GlobalFoundries of Milpitas, Calif., did not immediately respond to United Press International phone and e-mail inquiries about its interest in the property and related questions.
The company -- created by the divestiture of the manufacturing side of the Advanced Micro Devices Inc. semiconductor company in 2009 -- operates a nearly completed a $6.9 billion plant on 222 acres 70 miles north of Saugerties in Malta near Saratoga Springs.
GlobalFoundries said last month it would invest $2.3 billion in additional equipment to increase production at the Malta plant, known as Fab 8, which employs more than 1,300 people.

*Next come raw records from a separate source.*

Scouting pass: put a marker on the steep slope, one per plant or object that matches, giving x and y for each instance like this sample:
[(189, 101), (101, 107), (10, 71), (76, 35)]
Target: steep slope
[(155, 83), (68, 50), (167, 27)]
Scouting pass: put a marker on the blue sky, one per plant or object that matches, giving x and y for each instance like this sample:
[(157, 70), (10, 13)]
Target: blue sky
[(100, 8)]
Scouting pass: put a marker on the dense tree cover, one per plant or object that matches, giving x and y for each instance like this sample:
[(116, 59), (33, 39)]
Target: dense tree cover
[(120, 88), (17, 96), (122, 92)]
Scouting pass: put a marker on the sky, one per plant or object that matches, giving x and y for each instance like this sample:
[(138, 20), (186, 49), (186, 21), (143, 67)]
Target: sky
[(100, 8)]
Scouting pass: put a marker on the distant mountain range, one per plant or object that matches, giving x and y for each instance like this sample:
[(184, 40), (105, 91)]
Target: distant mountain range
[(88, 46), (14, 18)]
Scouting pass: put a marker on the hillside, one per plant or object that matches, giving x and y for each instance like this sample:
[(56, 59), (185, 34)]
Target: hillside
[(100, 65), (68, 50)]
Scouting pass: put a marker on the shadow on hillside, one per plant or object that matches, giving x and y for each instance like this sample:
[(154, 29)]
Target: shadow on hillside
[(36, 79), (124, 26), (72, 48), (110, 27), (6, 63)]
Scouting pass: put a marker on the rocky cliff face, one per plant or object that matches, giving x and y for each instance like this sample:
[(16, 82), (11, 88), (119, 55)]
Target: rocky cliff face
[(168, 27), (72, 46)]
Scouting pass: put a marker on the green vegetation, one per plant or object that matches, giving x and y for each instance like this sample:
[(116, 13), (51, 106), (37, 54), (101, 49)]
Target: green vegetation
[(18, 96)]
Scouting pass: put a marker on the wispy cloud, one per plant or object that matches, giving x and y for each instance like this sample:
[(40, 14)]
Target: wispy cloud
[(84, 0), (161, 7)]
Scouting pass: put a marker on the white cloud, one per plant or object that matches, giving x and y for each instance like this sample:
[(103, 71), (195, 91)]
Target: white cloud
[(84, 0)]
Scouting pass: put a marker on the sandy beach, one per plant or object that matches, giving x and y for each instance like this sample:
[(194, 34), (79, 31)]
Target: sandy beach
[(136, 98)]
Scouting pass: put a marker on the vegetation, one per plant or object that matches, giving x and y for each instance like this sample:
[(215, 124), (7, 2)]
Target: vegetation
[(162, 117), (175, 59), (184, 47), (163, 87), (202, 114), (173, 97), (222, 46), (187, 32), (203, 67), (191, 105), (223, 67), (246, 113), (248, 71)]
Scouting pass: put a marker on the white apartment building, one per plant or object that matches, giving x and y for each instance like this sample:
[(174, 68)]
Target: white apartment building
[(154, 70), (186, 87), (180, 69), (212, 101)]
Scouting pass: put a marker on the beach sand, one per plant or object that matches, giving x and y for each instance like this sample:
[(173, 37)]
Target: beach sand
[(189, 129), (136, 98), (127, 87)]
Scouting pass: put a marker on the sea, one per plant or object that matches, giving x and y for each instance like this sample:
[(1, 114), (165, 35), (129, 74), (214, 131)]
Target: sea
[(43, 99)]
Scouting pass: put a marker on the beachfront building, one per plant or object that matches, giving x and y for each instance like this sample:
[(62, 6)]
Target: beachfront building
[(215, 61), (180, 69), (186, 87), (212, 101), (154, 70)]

The investment is fueled by increased customer demand, Vice President and plant General Manager Eric Choh told The (Albany, N.Y.) Business Review.
GlobalFoundries -- whose biggest investor is an arm of the government of Abu Dhabi in the United Arab Emirates -- has more than 150 customers, including AMD and IBM Corp.
"I think there is renewed interest as GlobalFoundries continues to grow up by Saratoga," O'Halloran told the Freeman, adding the Saugerties property was in high demand for chip making because the soil's clay base -- made famous in the abundant mud of Woodstock '94 -- minimizes manufacturing vibrations.
"It's in the top one or two cited locations for chip manufacturing in the United States," said O'Halloran, whose agency offers taxable and tax-exempt bonding for business expansion and relocation.
Woodstock '94 -- commemorating the 25th anniversary of the 1969 Woodstock Music & Art Fair, known informally as the Woodstock Festival or just Woodstock -- attracted an estimated 350,000 people and such music superstars as Aerosmith, Crosby, Stills & Nash, Sheryl Crow, Bob Dylan, Metallica, Red Hot Chili Peppers and Santana.
Woodstock promoter Michael Lang said last month he wanted to build a performing arts center for up to 30,000 people on the same property.
O'Halloran told the Freeman he was unsure if the center and chip-making plant could both operate on the property.